(Seoul=Yonhap Infomax) Hak Seong Kim – SK Hynix Inc., South Korea's second-largest chipmaker, should prioritize internal funding sources such as retained earnings, borrowing, and equity issuance to finance large-scale investments, rather than relying on regulatory easing, according to the Economic Reform Alliance.


In a statement released on the 25th, the Economic Reform Alliance said, “Before demanding excessive legal amendments, it is appropriate to first establish funding plans through retained earnings and borrowing. If these are insufficient, the company should raise additional capital through a rights offering.”


The Alliance acknowledged the necessity of expanding semiconductor production capacity but emphasized that the method of securing investment is the core issue.
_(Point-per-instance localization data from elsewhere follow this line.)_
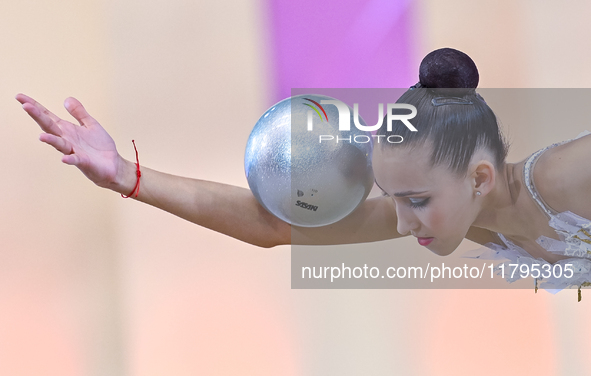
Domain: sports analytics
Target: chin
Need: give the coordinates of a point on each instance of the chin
(443, 250)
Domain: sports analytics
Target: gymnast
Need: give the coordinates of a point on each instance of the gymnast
(447, 182)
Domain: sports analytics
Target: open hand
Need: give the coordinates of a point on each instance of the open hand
(87, 145)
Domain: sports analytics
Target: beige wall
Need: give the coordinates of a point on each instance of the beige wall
(91, 284)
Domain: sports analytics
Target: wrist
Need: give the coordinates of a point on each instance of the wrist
(126, 177)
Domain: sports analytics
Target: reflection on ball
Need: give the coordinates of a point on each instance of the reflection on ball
(299, 178)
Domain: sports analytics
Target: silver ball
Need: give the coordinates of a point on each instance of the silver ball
(299, 179)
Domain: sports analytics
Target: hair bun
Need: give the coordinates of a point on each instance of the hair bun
(448, 68)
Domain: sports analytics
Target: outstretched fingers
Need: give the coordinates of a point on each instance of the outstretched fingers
(43, 119)
(26, 99)
(77, 110)
(60, 144)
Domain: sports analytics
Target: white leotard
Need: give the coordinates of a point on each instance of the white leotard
(575, 241)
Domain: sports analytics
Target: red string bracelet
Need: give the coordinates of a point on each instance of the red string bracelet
(138, 173)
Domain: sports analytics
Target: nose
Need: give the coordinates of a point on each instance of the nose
(406, 220)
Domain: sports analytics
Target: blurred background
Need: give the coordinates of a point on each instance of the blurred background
(92, 284)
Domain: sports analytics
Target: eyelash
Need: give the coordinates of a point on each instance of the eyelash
(419, 205)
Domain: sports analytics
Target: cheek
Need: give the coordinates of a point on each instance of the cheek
(447, 218)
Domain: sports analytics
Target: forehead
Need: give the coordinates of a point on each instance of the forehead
(399, 169)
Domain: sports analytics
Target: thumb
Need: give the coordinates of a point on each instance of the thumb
(77, 110)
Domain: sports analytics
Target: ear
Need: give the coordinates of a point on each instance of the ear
(483, 176)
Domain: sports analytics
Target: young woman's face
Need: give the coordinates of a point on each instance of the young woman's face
(432, 204)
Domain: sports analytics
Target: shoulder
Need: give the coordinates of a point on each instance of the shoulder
(482, 236)
(563, 177)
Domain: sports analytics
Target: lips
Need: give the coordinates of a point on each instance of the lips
(425, 241)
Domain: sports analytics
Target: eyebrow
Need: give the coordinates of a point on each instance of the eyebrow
(400, 194)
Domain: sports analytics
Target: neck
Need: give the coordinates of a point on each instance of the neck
(508, 209)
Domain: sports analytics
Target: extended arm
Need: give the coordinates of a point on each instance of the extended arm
(231, 210)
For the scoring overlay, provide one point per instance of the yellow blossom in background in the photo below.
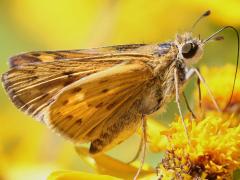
(213, 152)
(30, 150)
(220, 81)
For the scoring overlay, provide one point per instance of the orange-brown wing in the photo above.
(50, 56)
(78, 109)
(31, 85)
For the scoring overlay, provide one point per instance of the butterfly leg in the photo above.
(144, 145)
(138, 152)
(188, 106)
(193, 71)
(178, 102)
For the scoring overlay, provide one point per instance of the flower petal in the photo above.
(105, 164)
(76, 175)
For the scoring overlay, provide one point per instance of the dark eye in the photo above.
(189, 50)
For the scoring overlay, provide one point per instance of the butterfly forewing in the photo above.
(81, 107)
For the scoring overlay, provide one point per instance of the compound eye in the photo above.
(189, 50)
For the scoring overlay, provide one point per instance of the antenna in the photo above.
(236, 70)
(205, 14)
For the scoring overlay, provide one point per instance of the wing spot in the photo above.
(103, 81)
(36, 54)
(76, 90)
(67, 73)
(105, 90)
(99, 105)
(112, 105)
(79, 121)
(69, 117)
(65, 102)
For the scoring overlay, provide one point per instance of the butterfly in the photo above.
(102, 95)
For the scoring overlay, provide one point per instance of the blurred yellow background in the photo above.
(28, 149)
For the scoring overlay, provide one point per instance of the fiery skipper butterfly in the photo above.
(101, 95)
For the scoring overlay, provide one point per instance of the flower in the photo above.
(211, 153)
(221, 87)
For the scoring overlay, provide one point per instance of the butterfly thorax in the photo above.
(161, 89)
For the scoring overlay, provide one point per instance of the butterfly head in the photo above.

The Alliance criticized a bill proposed by the Democratic Party of Korea that would lower the required ownership stake of a grandchild company in its great-grandchild subsidiary from the current 100% if the Advanced Strategic Industry Fund invests. The group argued that this approach neglects the critical policy goal of curbing economic concentration.

SK Hynix
[Source: Yonhap News Agency file photo]


“Proponents of deregulation are merely seeking ways for Chairman Chey Tae-won to maintain control over SK Hynix while making large-scale investments in AI semiconductors,” the Alliance stated. “To expand, the company inevitably needs to raise capital externally, and it is natural for the controlling shareholder’s stake to be diluted in this process.”
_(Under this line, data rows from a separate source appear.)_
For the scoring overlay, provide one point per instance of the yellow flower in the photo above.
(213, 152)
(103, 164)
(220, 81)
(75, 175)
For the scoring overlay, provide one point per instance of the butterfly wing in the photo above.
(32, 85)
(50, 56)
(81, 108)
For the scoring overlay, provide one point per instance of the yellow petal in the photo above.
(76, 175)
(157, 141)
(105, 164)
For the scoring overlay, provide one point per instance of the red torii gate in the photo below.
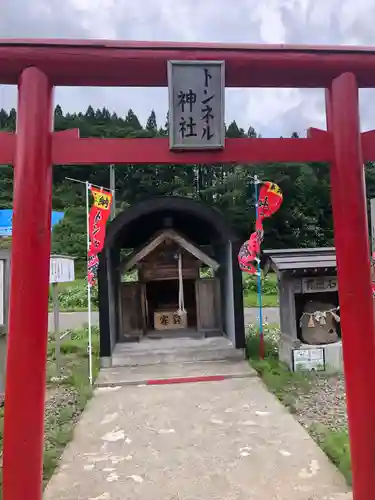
(37, 66)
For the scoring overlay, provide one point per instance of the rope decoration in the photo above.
(320, 317)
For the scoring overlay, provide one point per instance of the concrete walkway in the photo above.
(79, 319)
(227, 440)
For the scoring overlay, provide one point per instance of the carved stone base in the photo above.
(332, 353)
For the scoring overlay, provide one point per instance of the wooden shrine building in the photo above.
(169, 267)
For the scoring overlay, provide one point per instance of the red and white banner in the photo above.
(269, 201)
(98, 217)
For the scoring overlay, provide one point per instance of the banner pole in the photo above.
(88, 284)
(261, 335)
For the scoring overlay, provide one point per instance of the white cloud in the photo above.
(272, 112)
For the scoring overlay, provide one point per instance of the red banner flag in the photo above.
(269, 201)
(98, 218)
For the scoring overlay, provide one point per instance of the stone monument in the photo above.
(309, 308)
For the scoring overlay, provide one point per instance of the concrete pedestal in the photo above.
(332, 353)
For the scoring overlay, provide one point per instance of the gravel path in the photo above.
(324, 403)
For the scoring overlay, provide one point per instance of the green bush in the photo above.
(75, 297)
(269, 284)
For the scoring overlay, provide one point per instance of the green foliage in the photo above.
(336, 445)
(73, 296)
(268, 284)
(304, 220)
(288, 386)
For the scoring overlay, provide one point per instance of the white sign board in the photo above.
(2, 292)
(61, 269)
(196, 104)
(309, 359)
(321, 284)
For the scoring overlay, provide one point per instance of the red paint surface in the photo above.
(187, 380)
(145, 64)
(7, 146)
(114, 63)
(87, 151)
(356, 303)
(28, 313)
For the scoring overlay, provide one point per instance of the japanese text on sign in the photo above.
(196, 110)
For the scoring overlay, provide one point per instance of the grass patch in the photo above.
(288, 387)
(66, 397)
(250, 299)
(335, 444)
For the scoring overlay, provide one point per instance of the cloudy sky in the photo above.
(272, 112)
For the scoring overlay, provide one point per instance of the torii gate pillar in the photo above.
(28, 314)
(353, 267)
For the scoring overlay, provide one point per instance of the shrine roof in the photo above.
(298, 259)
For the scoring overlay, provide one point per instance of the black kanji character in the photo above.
(186, 98)
(207, 77)
(98, 216)
(176, 319)
(103, 202)
(187, 128)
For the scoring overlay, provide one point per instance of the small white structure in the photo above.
(61, 270)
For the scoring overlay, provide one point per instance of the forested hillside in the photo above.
(305, 218)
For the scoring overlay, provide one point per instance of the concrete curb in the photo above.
(176, 380)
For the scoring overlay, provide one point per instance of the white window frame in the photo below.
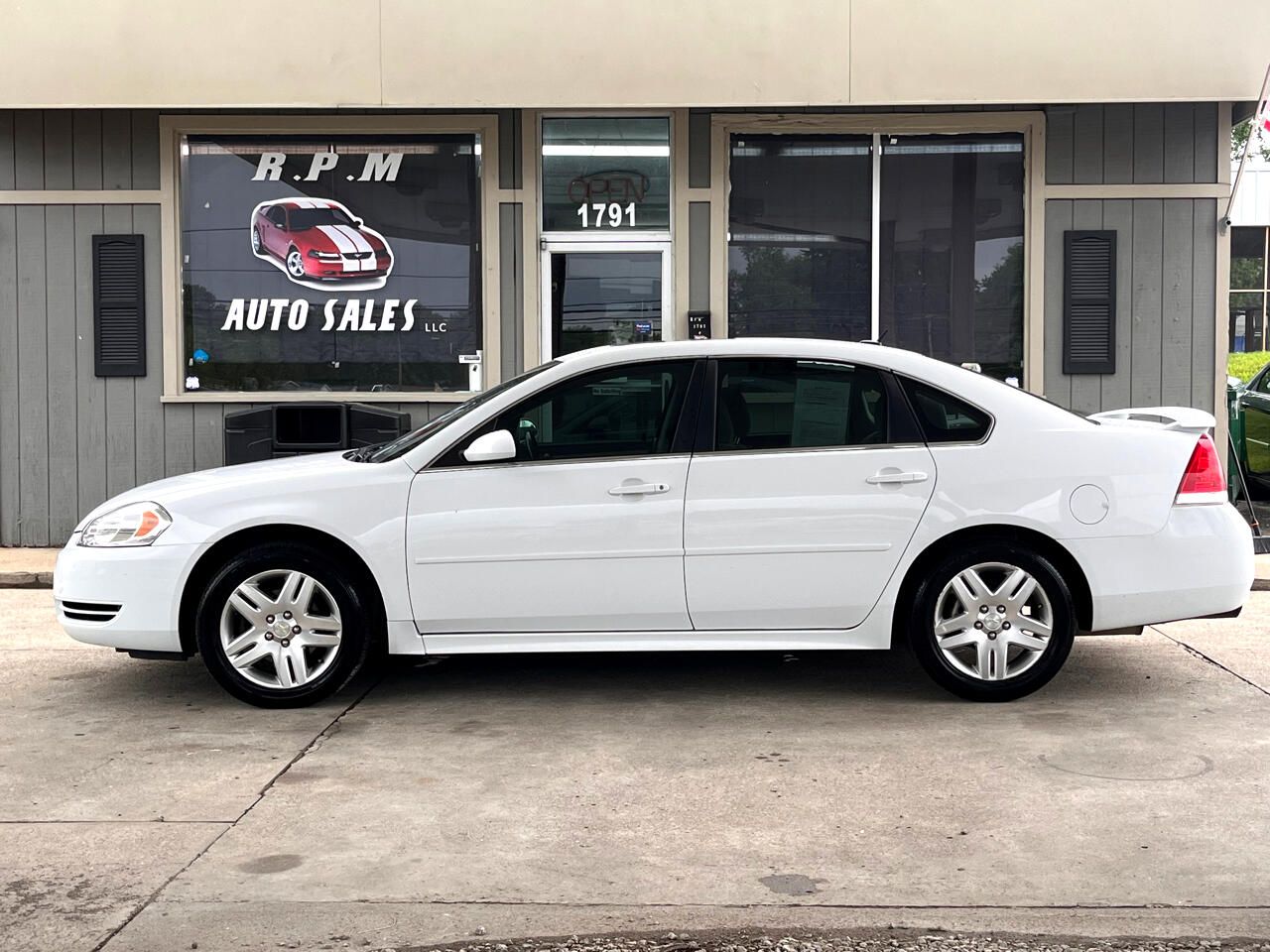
(1030, 125)
(173, 128)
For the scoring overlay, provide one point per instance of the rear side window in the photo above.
(789, 404)
(943, 416)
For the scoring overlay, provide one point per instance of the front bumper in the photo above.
(1199, 565)
(125, 598)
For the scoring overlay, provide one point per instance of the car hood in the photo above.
(275, 483)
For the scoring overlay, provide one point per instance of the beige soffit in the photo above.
(1030, 51)
(584, 54)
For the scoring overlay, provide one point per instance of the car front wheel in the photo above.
(281, 626)
(992, 622)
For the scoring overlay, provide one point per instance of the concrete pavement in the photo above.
(145, 810)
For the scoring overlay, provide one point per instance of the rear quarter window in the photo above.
(943, 416)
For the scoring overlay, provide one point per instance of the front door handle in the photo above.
(885, 477)
(640, 489)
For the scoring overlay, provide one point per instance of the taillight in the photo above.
(1203, 480)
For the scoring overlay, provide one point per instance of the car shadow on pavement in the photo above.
(833, 676)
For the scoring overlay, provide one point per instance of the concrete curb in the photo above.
(26, 580)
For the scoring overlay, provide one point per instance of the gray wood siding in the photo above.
(1166, 250)
(1130, 143)
(86, 149)
(68, 439)
(1166, 286)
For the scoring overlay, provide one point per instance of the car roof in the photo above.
(806, 348)
(302, 203)
(975, 388)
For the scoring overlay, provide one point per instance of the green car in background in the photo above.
(1248, 405)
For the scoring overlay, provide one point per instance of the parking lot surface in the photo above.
(508, 796)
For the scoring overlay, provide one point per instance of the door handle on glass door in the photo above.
(640, 489)
(894, 476)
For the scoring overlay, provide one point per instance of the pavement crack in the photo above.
(1213, 661)
(331, 726)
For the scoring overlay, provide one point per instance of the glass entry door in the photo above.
(603, 294)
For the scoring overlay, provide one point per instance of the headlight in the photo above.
(132, 525)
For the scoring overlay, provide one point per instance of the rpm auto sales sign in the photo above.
(321, 244)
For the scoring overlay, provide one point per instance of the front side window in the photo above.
(629, 411)
(330, 263)
(789, 404)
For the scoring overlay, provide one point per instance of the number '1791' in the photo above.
(611, 214)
The Alliance added, “As SK Hynix grows, everyone—including Chairman Chey—must accept the dilution of his stake. The inability to do so is at the heart of the problem.”
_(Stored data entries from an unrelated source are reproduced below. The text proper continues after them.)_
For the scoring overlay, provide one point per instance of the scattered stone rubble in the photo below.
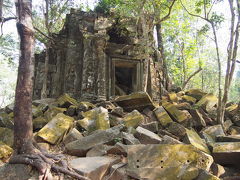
(131, 137)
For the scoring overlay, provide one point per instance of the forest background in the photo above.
(188, 41)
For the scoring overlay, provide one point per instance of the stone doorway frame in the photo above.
(124, 61)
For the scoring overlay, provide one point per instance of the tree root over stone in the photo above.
(44, 163)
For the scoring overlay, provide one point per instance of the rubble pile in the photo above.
(132, 137)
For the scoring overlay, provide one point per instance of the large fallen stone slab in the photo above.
(147, 137)
(54, 131)
(178, 115)
(117, 171)
(226, 153)
(207, 102)
(196, 93)
(133, 119)
(166, 162)
(73, 135)
(52, 112)
(65, 101)
(162, 116)
(231, 138)
(80, 147)
(39, 122)
(129, 139)
(199, 122)
(94, 168)
(193, 138)
(138, 101)
(95, 119)
(6, 136)
(214, 131)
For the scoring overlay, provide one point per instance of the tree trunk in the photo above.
(163, 58)
(23, 132)
(47, 45)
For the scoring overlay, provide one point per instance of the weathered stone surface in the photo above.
(173, 97)
(133, 119)
(162, 116)
(5, 151)
(118, 111)
(117, 171)
(39, 122)
(226, 153)
(170, 140)
(73, 135)
(204, 175)
(152, 126)
(45, 101)
(81, 146)
(6, 136)
(99, 150)
(217, 170)
(199, 122)
(177, 129)
(232, 138)
(193, 138)
(53, 111)
(214, 131)
(54, 131)
(189, 99)
(15, 172)
(93, 167)
(207, 102)
(72, 110)
(138, 101)
(166, 161)
(178, 115)
(85, 106)
(196, 93)
(65, 101)
(147, 137)
(95, 119)
(129, 139)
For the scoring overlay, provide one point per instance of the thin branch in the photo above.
(39, 31)
(169, 12)
(195, 15)
(190, 77)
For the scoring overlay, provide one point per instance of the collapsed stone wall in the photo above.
(89, 53)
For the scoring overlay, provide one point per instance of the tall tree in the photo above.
(26, 150)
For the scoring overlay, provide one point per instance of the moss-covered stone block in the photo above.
(133, 119)
(207, 102)
(54, 131)
(162, 116)
(196, 93)
(95, 119)
(39, 122)
(135, 101)
(178, 115)
(53, 111)
(189, 99)
(165, 161)
(193, 138)
(65, 101)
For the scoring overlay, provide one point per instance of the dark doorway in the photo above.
(123, 80)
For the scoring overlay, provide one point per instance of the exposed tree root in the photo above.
(44, 163)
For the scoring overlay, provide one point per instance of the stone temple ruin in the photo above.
(101, 57)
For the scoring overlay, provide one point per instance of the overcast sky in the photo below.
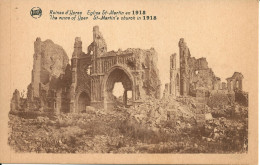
(225, 32)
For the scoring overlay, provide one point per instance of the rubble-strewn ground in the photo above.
(159, 126)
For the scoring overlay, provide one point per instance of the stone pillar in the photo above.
(36, 72)
(74, 67)
(240, 85)
(125, 98)
(173, 73)
(184, 67)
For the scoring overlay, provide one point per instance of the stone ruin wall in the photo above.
(56, 85)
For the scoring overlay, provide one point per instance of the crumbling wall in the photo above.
(195, 73)
(50, 62)
(15, 101)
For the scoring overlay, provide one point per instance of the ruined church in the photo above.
(89, 79)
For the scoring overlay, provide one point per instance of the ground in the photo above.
(143, 129)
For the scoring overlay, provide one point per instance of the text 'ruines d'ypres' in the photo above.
(101, 15)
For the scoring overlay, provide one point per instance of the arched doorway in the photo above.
(115, 76)
(83, 101)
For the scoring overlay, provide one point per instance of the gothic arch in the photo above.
(83, 100)
(117, 73)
The Alliance also noted that this is not the first time regulatory changes have been tailored to SK Group, citing the 2014 revision of the Foreign Investment Promotion Act and the 2020 amendment to the Fair Trade Act, South Korea’s antitrust law. The Alliance claimed that the 2014 revision enabled SK Geocentric Co. to form a joint venture with a Japanese firm, while the 2020 Fair Trade Act amendment, which raised the subsidiary ownership requirement for holding companies, included exceptions that benefited SK Group.


Regarding Chairman Chey’s recent comment that he is not seeking relaxation of the separation between industrial and financial capital but rather a new system to support investment, the Alliance said, “It is appropriate to thoroughly review funding plans under the current system, and only if investment difficulties persist should the company seek government cooperation.”


“If SK Hynix pursues investment activation without such efforts, it will be difficult to avoid criticism that the national agenda of boosting AI and semiconductor investment is being used to benefit controlling shareholders,” the Alliance stressed.


The Alliance concluded, “While regulations under the Fair Trade Act are not sacrosanct, the premise that Chairman Chey must control SK Hynix under all circumstances is even less so.”


SK Hynix’s ownership structure is as follows: Chairman Chey Tae-won and related parties (25%) → SK Inc. (32%) → SK Square (20%) → SK Hynix. The company is planning massive investments amid surging demand for AI-driven memory chips.


The Economic Reform Alliance is a civic group established in 2006 after separating from the Economic Reform Center of People’s Solidarity for Participatory Democracy.